In early January, the WHO China Country Office was notified of an pneumonia of unknown cause, discovered in patients who were mostly dealers or vendors at the Huanan Seafood Market in the city of Wuhan in Hubei Province. An increasing number of infected individuals were reported each day, quickly making the city the epicenter of the outbreak. Not long after, the neighboring countries, including Singapore, Republic of Korea, Japan, and Thailand, began reporting its first cases of this disease. China began implementing strict measures to prevent further trasmission, and after some time, the number of new daily cases began to decrease. Nevertheless, the country suffered a major tragedy with more than 3,000 dead and 81,000 infected, with the numbers still rising. Despite China's situation, the disease continued to spread globally. Countries began to announce new cases each day, and Europe, noticeably Italy, became the new hotspot for transmissions. In mid-March, the WHO declared the region as the new epicenter of the pandemic as the number of daily cases surpassed those of China's, even at the peak of its epidemic.1 The WHO currently publishes daily reports which include highlights and updates on each country's situation here.
So, what is this disease?
According to the World Health Organization (WHO), the coronavirus diease (COVID-19) is "an infectious disease caused by a newly discovered coronavirus. Most people infected with the COVID-19 virus will experience mild to moderate respiratory illness and recover without requiring special treatment. Older people, and those with underlying medical problems like cardiovascular disease, diabetes, chronic respiratory disease, and cancer are more likely to develop serious illness. At this time, there are no specific vaccines or treatments for COVID-19. However, there are many ongoing clinical trials evaluating potential treatments."

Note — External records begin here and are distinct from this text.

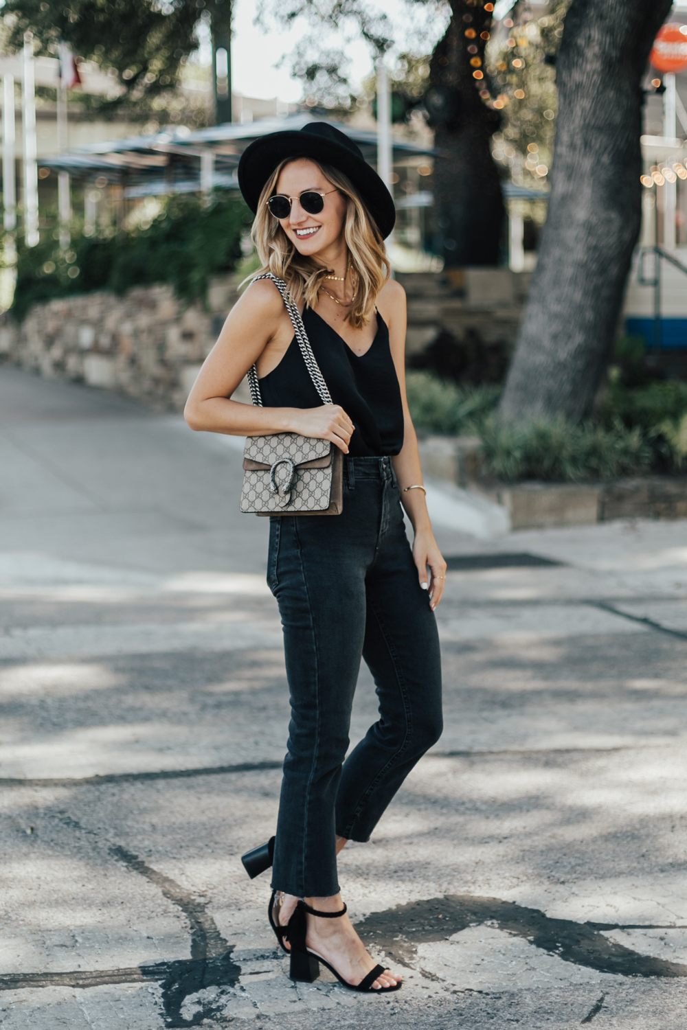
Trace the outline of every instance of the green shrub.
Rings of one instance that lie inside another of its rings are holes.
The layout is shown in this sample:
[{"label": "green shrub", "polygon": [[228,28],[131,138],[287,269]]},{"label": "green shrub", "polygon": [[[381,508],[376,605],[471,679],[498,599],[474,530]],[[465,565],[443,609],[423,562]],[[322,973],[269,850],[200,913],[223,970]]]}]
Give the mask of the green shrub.
[{"label": "green shrub", "polygon": [[415,428],[450,436],[476,432],[501,394],[501,386],[457,386],[430,372],[408,372],[406,386]]},{"label": "green shrub", "polygon": [[572,425],[562,419],[528,425],[487,420],[481,431],[484,471],[508,482],[617,479],[646,472],[651,448],[639,428],[622,423]]},{"label": "green shrub", "polygon": [[170,283],[186,303],[204,298],[211,275],[241,259],[241,234],[252,215],[234,194],[219,194],[205,207],[196,197],[171,198],[157,218],[112,236],[78,236],[60,250],[53,236],[35,247],[18,242],[16,288],[11,312],[18,320],[40,301],[94,289],[124,294],[132,286]]},{"label": "green shrub", "polygon": [[649,432],[666,419],[679,421],[687,414],[687,383],[668,379],[628,388],[612,381],[604,400],[602,421],[612,425],[620,419],[630,428]]}]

As the disease is primarily spread through droplets of saliva or nose discharge, the WHO has listed some preventive measures to slow down the transmission:
- Wash your hands regularly with soap and water, or clean them with alcohol-based hand rub.
- Maintain at least 1 metre distance between you and people coughing or sneezing.
- Avoid touching your face.
- Cover your mouth and nose when coughing or sneezing.
- Stay home if you feel unwell.
- Refrain from smoking and other activities that weaken the lungs.
- Practice physical distancing by avoiding unnecessary travel and staying away from large groups of people.
Common symptoms include:
- dry cough.
Other symptoms include:
- shortness of breath
- aches and pains
- sore throat
- and very few people will report diarrhoea, nausea or a runny nose.
People with mild symptoms who are otherwise healthy should self-isolate and contact their medical provider or a COVID-19 information line for advice on testing and referral.People with fever, cough or difficulty breathing should call their doctor and seek medical attention.